Fish and Game has a formal policy discouraging private feeding of wildlife. Feed sites can be close to roads and could therefore increase accidents, according to Fish and Game biologist Regan Berkley. Also, feed sites encourage large herds of elk to cluster, and that can encourage the spread of disease. Moreover, in the long term, elk forget where to find natural winter range.

A few years ago, several of the elk wintering on the private ranch near Bellevue were collared with radio signals. Most stayed in the southeast portion of Unit 48, the mountains west of Hailey and Bellevue, the area where the hunt is centered.

This is the third year for the early-season hunt, and although it has met with normal harvest rates, the number of elk showing up in Bellevue each fall and winter has remained near the same.

"It had been increasing up to last year," Garwood said, adding that the landowner is working with Fish and Game to phase out the feeding operation.

Garwood said there are about 1,200 elk in Unit 48, which stretches north to Galena Summit.
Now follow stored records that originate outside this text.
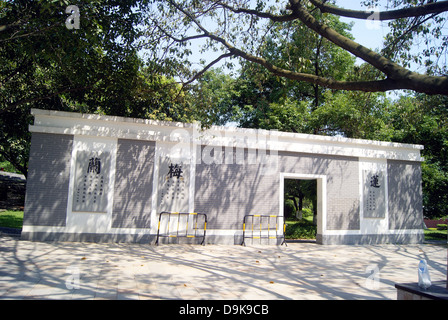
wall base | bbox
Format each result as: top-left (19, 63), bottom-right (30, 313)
top-left (316, 233), bottom-right (425, 245)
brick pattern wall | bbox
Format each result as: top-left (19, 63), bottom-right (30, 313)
top-left (279, 152), bottom-right (360, 230)
top-left (112, 139), bottom-right (155, 228)
top-left (194, 148), bottom-right (279, 229)
top-left (23, 133), bottom-right (73, 226)
top-left (387, 160), bottom-right (423, 229)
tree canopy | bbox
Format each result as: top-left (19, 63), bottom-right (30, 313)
top-left (148, 0), bottom-right (448, 95)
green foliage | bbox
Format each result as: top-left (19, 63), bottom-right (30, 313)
top-left (0, 0), bottom-right (191, 175)
top-left (0, 210), bottom-right (23, 229)
top-left (285, 219), bottom-right (317, 239)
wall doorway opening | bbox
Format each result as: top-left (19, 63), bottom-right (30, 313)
top-left (280, 173), bottom-right (326, 242)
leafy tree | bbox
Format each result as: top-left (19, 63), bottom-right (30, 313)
top-left (144, 0), bottom-right (448, 95)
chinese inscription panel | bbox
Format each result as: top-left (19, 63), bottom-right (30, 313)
top-left (363, 170), bottom-right (386, 218)
top-left (72, 151), bottom-right (110, 212)
top-left (158, 157), bottom-right (189, 212)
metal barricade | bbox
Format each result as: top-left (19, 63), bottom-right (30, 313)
top-left (241, 214), bottom-right (287, 246)
top-left (155, 211), bottom-right (207, 245)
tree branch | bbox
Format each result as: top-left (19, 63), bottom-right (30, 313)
top-left (183, 53), bottom-right (233, 86)
top-left (310, 0), bottom-right (448, 21)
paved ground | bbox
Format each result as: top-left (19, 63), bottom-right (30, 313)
top-left (0, 236), bottom-right (447, 300)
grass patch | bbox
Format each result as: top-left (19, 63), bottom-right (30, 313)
top-left (424, 228), bottom-right (447, 240)
top-left (0, 210), bottom-right (23, 229)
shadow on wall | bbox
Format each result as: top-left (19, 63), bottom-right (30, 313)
top-left (387, 160), bottom-right (423, 229)
top-left (23, 133), bottom-right (73, 226)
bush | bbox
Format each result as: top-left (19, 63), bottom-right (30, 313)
top-left (285, 219), bottom-right (317, 239)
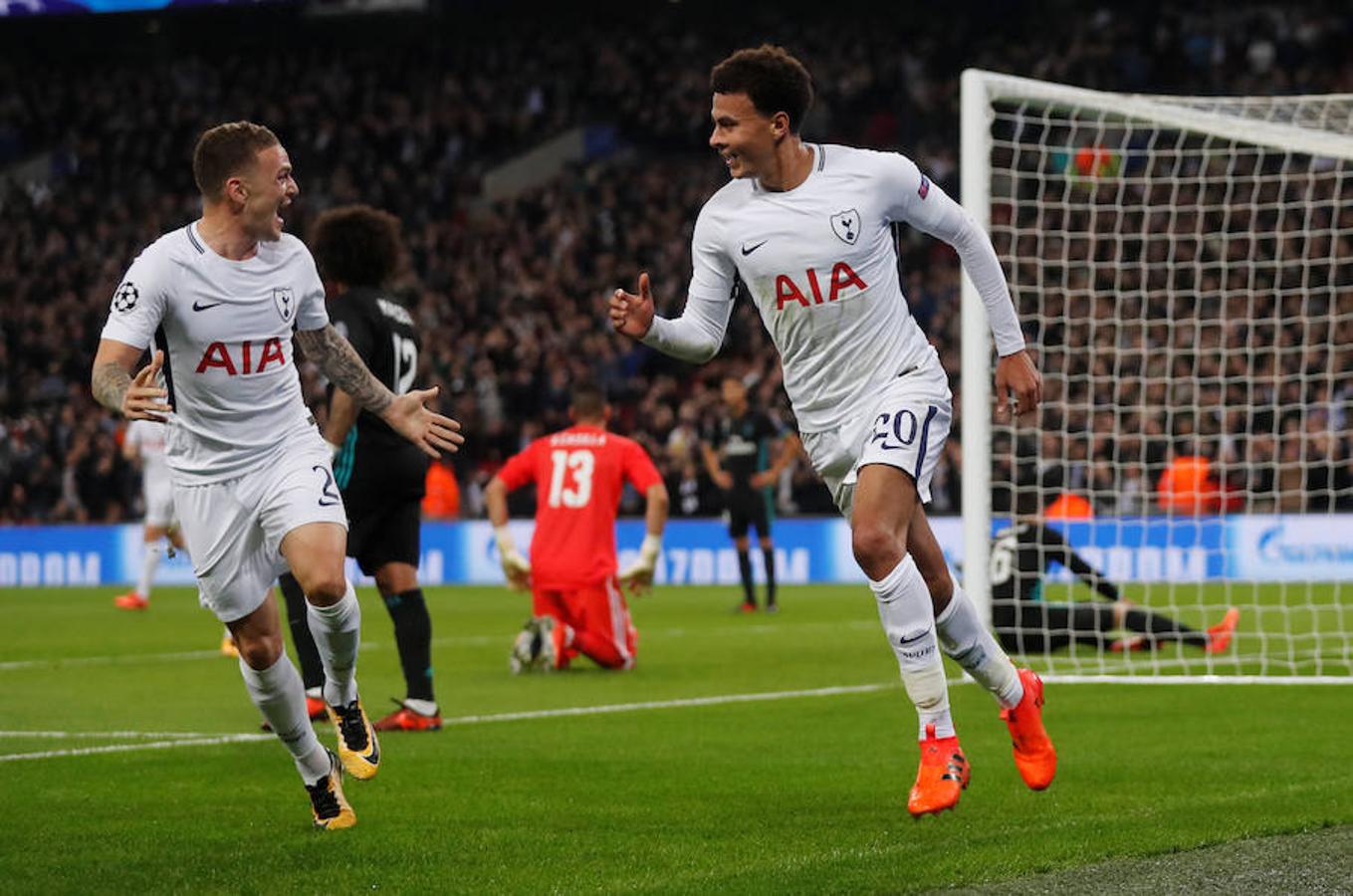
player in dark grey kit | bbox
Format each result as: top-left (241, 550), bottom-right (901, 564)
top-left (991, 506), bottom-right (1240, 654)
top-left (701, 376), bottom-right (798, 613)
top-left (282, 206), bottom-right (441, 731)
While there might have been a perception that the early-season hunt might have been easier than fall hunts because of less competition or animals not on the lookout for hunters, that has not been the case.

In fact, the August heat could complicate matters for successful hunters who must quickly remove an animal to prevent spoil.

"Elk hunting's elk hunting," Garwood said. "It's kind of a specialized hunt, and guys doing it are going to have to be prepared to deal with it."

Fish and Game said people hiking, biking or camping in the area should be aware of the early hunt and dress accordingly. Also, the early rifle season in the area will overlap with archery season, so bow hunters will want to take note.

"People who draw this hunt—most tend to be locals who understand the situation here," Garwood said. "There's a lot of private land that can lead to trespass issues if you're not careful."